Thanks for all of the feedback and ideas...
In the simplest of terms, I have a person table that stores contact information like name, email, etc. I have another table that stores transactions. Each transaction is really an insurance policy that would contain information on the provider, product type, product name, etc.
I want to avoid giving the user duplicate person records since this causes them to look for the duplicates prior to running mail merges, etc. I'm getting duplicates when there is more than 1 transaction that has not been terminated, and when there is more than 1 transaction that has been terminated.
Someone else suggested that I consider a cursor to grab my distinct contact records and then perform the sub selects to get the current and previous insurance information. I don't know if I want to head down that path though.
It's difficult to understand your question so first I'll throw this out there: does changing your SELECT to SELECT DISTINCT do what you want?
Otherwise, let me get this straight, you're trying to get your customers' current insurance and previous insurance, but they may actually have many insurances before that, recorded in the [transactions] table? I looked at your SQL for quite a few minutes but can't figure out what it all means, so could you please reduce it down to only the parts that are necessary? Then I'll think about it some more. It sounds to me like you need a GROUP BY somehow, but I can't work it out exactly yet.

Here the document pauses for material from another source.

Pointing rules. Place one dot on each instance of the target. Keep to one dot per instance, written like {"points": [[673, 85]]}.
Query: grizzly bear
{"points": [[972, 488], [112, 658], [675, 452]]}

Couldn't take the time to dig through all your SQL (what a beast!), here's an idea that might make things easier to handle:
select
p.person_id, p.name <and other person columns>,
(select <current policy columns>
from pol <and other tables for policy>
where pol.<columns for join> = p.person_id
and <restrictions for current policy>),
(select <previous policy columns>
from pol <and other tables for policy>
where pol.<columns for join> = p.person_id
and <restrictions for previouspolicy>),
<other columns>
from person p <and "directly related" tables>
This makes the statement easier to read by separating the different parts into their own subselects, and it also makes it easier to add a "Top 1" in without affecting the rest of the statement. Hope that helps.